I think the guys have begun to draw an audience; I had to squeeze between a bearded student and a suit-and-tie type. As I stirred my cup of black-beans, eggs and pico de gallo, I hoped for a saucy Hill Country story to share here, maybe something like the tale about tent sex.
They faked me out on my last visit. Just as I was standing to leave, the goateed guy referenced a bar he'd owned near the state capitol and went on to say, "Well, you'd be surprised at the politics that happened in the urinal." The musician answered, "Oh, are we telling urinal stories this morning?"

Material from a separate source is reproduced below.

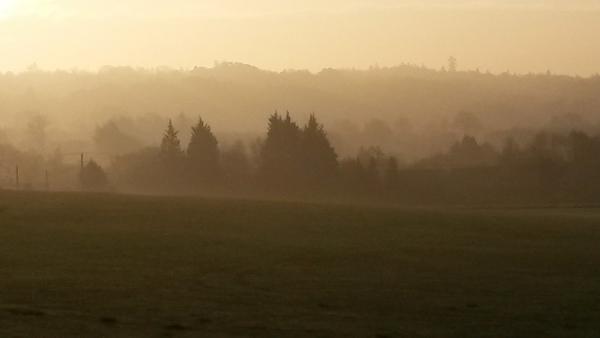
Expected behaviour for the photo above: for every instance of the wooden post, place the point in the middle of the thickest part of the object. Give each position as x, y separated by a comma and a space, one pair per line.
17, 177
81, 174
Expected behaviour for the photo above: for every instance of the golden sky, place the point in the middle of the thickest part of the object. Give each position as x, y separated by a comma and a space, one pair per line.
496, 35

Have you ever heard a more promising story lead? I put my bag back on the bar and returned my bottom to the stool. But the conversation took a detour and I took my leave shortly after.
While I waited this time to hear something worth retelling, I looked out the window.

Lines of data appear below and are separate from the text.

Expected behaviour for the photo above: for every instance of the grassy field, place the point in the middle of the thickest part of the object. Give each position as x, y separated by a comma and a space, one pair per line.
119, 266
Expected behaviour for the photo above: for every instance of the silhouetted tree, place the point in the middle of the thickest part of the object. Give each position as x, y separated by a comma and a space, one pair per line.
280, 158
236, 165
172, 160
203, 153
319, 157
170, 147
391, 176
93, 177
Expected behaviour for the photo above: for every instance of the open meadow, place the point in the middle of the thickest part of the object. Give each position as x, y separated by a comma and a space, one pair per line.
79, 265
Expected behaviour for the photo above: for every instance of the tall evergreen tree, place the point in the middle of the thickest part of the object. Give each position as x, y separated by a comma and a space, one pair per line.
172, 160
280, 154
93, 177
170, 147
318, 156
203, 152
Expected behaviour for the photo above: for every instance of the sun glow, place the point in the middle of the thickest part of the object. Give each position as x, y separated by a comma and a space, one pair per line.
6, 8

In front of the cafe, a redheaded, mid-30's woman in an aquamarine tank top and driving gloves was leaning out the side doors of her dark Toyota Sequoia. She lifted a folded wheelchair to the ground and clicked it open and upright. Then she inserted a seat pad, tucked in a pocketbook, grabbed the arms of the chair and in one motion, swung herself out and into the seat, twisting her legless body in the air to settle facing the van.
As she wheeled around and rolled herself toward the door, the voices droned on at the table behind me but I didn't hear the words. My eyes were focused on my paddle-shaped feet and creaky knees, my heart thankful.